TL;DR:
- JPMorgan lowered forecasts for Circle and Coinbase, saying their revamped Hyperliquid arrangement creates a near-term revenue headwind and a long-term USDC economics threat.
- Hyperliquid holds about $6 billion of USDC, roughly 8% of circulating supply, and processed more than $150 billion in July volume.
- Coinbase will classify Hyperliquid USDC as on-platform, collect reserve income and pay 90% to Hyperliquid, redistributing stablecoin economics away from Circle and Coinbase directly over time.
JPMorgan has put a sharper label on the changing economics between Circle, Coinbase and Hyperliquid: a “prisoner’s dilemma.” The bank lowered forecasts for Circle Internet and Coinbase after their revamped Hyperliquid arrangement, arguing it creates a near-term revenue headwind for both firms and a bigger long-term threat to Circle’s USDC model. Hyperliquid now holds about $6 billion of USDC, or roughly 8% of circulating supply. The problem is distribution turning against partnership logic, as two allies are pushed to compete around the same stablecoin.
Under the new arrangement, Coinbase will classify USDC held on Hyperliquid as “on-platform,” collecting income generated by reserves and paying 90% of that income to Hyperliquid. JPMorgan estimated Coinbase previously split nearly all of that revenue evenly with Circle. That change matters because USDC economics depend not only on circulation, but on who captures the interest income attached to reserves. The revenue pool is being redistributed, and the redistribution favors Hyperliquid’s growth while pressuring the economics of the issuer and exchange behind USDC.
Hyperliquid’s rise tests the USDC partnership model
The venue’s scale explains why the issue is now material.
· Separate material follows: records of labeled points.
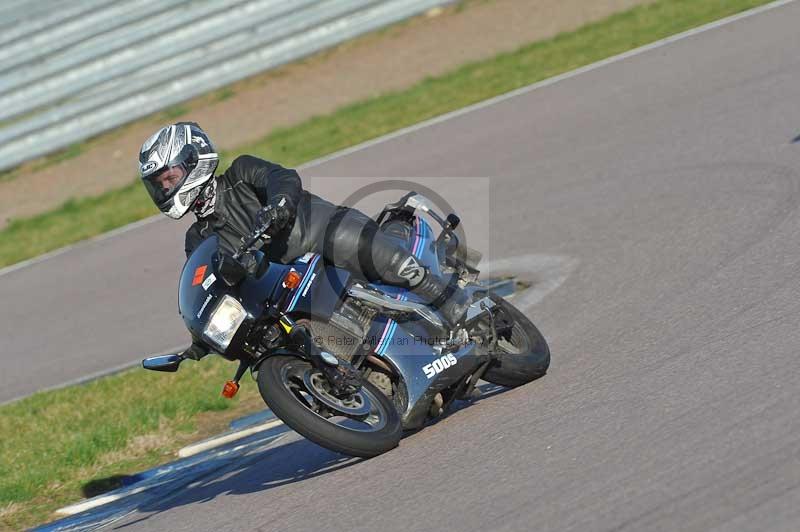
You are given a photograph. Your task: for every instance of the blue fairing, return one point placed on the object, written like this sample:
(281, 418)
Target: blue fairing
(408, 345)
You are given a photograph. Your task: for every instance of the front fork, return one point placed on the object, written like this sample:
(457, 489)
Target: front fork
(344, 379)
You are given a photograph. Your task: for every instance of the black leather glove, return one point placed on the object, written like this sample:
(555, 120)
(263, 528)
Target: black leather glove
(276, 213)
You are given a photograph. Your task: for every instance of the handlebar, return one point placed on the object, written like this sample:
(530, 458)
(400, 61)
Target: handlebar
(247, 243)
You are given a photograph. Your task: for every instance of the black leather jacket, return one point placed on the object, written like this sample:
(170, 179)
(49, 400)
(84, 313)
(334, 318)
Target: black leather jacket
(249, 184)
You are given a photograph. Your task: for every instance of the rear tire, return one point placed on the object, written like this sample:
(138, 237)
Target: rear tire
(524, 357)
(282, 390)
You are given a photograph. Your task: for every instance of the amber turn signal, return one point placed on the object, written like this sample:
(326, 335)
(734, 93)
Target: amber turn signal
(230, 389)
(292, 280)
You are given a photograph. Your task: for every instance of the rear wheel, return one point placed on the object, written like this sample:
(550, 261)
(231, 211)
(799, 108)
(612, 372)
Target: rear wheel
(364, 424)
(523, 355)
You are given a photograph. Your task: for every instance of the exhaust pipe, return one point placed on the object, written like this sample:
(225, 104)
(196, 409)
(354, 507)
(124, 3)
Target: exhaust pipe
(384, 301)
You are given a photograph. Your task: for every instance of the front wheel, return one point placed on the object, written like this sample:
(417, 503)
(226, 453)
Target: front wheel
(364, 424)
(523, 354)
Hyperliquid is described as one of crypto’s fastest-growing trading venues and the leading decentralized perpetual futures exchange. The platform processed more than $150 billion in trading volume in July alone, while its volume relative to Binance rose to 11.5%, showing its growing share of derivatives activity. USDC balances on the platform have swelled to around $6 billion, making it an important distribution channel. Hyperliquid is no longer a side venue, so concessions made to keep USDC embedded there now carry real earnings consequences.
The warning also lands as USDC loses momentum. Its circulating supply has dropped to about $73 billion from nearly $80 billion in March, while the broader stablecoin market has contracted by $10 billion since May as crypto trading cooled and regulated rivals challenged incumbents. JPMorgan said weaker crypto markets also contributed to its lower estimates, though higher interest rates may support USDC-related revenue longer term. Circle and Coinbase now face an uncomfortable tradeoff, protect margin and risk distribution, or defend distribution by sharing more economics with powerful platforms. That is why the “prisoner’s dilemma” framing resonates: growth can still weaken the partners funding it as stablecoin competition intensifies across venues and users.